Having spent all this time talking about anything but Italian rapier, I am going to change gears here; Capoferro, Fabris, and a handful of others, including the Spaniards, represented a transition in how rapier was thought, rather than how it was fought. Prior authors such as Marozzo and Manciolino, or for that matter Fiore, make clear in their writings that they teach a series of drills, and that if it's not covered by the drills, then it's either an advanced, off-book lesson, or it's a thing you're supposed to learn by practicing the drills until you understand how the drills work and can do on the fly. Or, to quote Figueyredo:
With the admonition that no swordsman necessarily should do this or that rule, but rather he should take from them all what he best understands and that serves him to defeat his adversaries.

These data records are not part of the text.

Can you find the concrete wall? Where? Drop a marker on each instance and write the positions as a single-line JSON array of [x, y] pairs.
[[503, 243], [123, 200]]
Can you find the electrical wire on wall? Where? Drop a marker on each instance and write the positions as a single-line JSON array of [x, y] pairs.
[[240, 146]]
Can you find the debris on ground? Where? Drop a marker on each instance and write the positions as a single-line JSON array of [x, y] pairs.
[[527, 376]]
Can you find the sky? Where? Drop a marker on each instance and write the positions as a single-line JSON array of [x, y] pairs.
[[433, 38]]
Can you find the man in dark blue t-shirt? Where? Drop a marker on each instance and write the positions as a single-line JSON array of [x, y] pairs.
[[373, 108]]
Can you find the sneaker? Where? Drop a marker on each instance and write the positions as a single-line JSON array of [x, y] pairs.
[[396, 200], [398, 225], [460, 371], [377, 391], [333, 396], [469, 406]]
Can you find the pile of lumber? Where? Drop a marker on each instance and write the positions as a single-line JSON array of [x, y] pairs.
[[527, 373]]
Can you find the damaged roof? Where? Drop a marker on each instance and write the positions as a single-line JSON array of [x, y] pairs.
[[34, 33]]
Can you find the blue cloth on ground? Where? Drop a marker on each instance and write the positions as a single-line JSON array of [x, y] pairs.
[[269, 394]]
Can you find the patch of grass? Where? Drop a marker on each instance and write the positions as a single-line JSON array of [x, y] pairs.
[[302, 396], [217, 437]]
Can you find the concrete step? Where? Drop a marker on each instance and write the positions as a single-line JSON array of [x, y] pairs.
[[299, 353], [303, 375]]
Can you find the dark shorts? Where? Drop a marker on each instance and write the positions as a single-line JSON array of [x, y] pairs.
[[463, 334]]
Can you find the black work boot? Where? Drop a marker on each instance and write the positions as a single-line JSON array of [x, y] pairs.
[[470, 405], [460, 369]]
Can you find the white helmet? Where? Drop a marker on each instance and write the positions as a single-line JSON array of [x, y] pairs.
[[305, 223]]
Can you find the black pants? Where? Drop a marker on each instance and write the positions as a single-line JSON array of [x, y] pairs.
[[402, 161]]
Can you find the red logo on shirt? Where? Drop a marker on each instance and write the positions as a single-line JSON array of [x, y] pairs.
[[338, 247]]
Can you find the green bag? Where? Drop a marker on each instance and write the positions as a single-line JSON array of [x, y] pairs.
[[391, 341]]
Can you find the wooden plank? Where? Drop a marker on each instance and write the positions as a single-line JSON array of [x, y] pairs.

After about 1600, authors in Italy, Spain, and even Japan started to write at least as much about the underlying principles of the fight as they did about the specific plays. Capoferro is one of the first in the Italian tradition to give extensive thought in writing to the underlying structures of fighting; I actually prefer him to Fabris in this regard, as because Fabris was writing to one of his senior students to help him continue his practice (much like Musashi or Munenori - their writings were intended for senior students, who knew their masters' minds), while Capoferro wrote for a wider audience, which is why there was a revised edition of his work published in his lifetime.
What does this mean in actual practice? It means that, prior to about 1600, you could expect a teacher to say "here is a sword, here is how you use it, and here are the drills of the lesson, now go and practice those drills." After 1600, you are likely to see at least as much why does it work that way as the rules and forms. There is a place for all of this - you can take the second half of Capoferro, or Fabris, and teach it the exact same way as Marozzo's assaults. You can also take Fiore and teach it from first principles of leverage and advantage. What you can't do is understand the forms perfectly without practice; some application in actual meat space is required.
I'm sure there will be more to this; this all feels like something vaguely glimpsed and half-understood right now, but I felt it mature enough to share the first inklings.